Background
The original intent of the project is to create a fine-tuned functional LLM that can correctly interpret and compare SMILES strings of two molecules that may be matched pairs, differing by a change in functional group or small count of atom substitutions. The original objective of the project was to compare fine-tuning open-source LLMs and cloud LLMs with a validation framework for producing molecular encoding SMILES strings for improved lead optimization. SMILES strings are the current standard for language-based encoding and generation of molecular structures. At the Phase I project start date (12/08/2024), the validity of SMILES strings produced by the LLM ChatGPT-4o was no greater than 50%. During Phase I of the project, Llama LLM was finetuned with a matched-pair dataset and the LoRA training method, and the original results showed 89% correct choices when the LLM was presented with the task of identifying a drug-like compound vs a similar, non-approved decoy structure. During the first week of Phase B, we found that the Llama-LoRA model preference for picking the preferred SMILES string was heavily dependent on which prompt phrasing was used (whether the correct drug was presented first, or the decoy was presented first).
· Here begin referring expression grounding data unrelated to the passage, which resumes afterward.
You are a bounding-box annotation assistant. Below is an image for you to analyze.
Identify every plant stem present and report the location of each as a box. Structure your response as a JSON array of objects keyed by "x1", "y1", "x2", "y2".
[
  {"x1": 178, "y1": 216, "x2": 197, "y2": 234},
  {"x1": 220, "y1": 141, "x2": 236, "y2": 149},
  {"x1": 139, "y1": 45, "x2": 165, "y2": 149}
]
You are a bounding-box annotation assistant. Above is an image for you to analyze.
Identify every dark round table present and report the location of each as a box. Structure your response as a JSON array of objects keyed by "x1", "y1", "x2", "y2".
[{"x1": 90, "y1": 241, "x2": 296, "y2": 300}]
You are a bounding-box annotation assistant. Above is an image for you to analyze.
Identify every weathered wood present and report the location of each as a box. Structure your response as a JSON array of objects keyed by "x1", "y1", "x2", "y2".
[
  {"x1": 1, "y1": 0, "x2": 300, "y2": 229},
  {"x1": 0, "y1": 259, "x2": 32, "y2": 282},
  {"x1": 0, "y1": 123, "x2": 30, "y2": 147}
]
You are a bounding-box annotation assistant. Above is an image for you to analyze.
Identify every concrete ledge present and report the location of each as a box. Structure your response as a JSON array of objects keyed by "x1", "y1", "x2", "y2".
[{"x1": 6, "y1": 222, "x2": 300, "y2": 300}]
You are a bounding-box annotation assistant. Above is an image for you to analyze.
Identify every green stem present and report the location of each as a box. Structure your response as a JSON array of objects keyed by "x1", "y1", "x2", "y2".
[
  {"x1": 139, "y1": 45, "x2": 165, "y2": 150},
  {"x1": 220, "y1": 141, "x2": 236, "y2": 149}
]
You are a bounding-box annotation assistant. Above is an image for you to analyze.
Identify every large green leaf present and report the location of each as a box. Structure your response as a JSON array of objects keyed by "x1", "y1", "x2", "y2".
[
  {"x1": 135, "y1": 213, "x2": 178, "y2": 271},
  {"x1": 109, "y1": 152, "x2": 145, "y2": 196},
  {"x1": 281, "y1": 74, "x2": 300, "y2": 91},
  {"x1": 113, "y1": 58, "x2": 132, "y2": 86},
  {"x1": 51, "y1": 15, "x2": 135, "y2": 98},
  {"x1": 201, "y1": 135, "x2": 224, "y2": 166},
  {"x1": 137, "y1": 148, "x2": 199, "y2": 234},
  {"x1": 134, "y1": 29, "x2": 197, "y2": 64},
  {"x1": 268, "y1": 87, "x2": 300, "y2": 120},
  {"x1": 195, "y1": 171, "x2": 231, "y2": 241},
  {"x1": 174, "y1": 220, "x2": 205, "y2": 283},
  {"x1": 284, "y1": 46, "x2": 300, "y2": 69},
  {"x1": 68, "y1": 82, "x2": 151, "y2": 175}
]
When removing the unintended bias in training, the error rate of the LL-M was 33% invalid SMILES output and 56% correct choices of remaining valid SMILES strings.
Approach
For Phase 2, the technical plan has two parts: Tasks: 1) Refine a a non-LLM baseline method as a comparator, specifically a graph neural network (GCN) as a testbed, which we started working on in Phase I, and 2) solve the tokenization problem for the LLM with a custom vocabulary, with a task-specific focus on processing SMILES and excluding ordinary natural language to suppress interference. Specifically, we will drop the general Llama-LoRA LLM fine-tuning approach and focus on a less general but more specific decoder-only language model improve accuracy. The intent is to solve the SMILES string recognition issues arising from inappropriate tokenization. We do not drop the language approach altogether because we want to maintain the future the generative benefits of this architecture. This scaled-down language model will comprise a custom decoder-only transformer architecture which is relatively easy to implement and gives us full control of architecture and training decisions. The final task will be further training the transformer model by the method of curriculum learning on basic organic chemistry tasks and drug-like property comparisons.
Accomplishments
We determined that a central issue with our Phase I approach was inappropriate tokenization of SMLES strings with the initial fine-tuned Llama-LoRA language model. We completed a prototype custom vocabulary for SMILES interpretation for use in a smaller and more focused language model. For the non-language comparator model, we continued work on our GCN. Completed tasks for the GCN comparator model are:
- GCN edge architecture completed with weights based on bond order.
- GCN was pretrained using contrastive loss on matched pairs dataset.
- Designed the GCN to process each compound independently. It outputs a “drug-like” preference score.
- GCN preliminary result: 90.5% correct in identifying authentic drugs on Phase A matched pairs dataset (drugs vs decoys).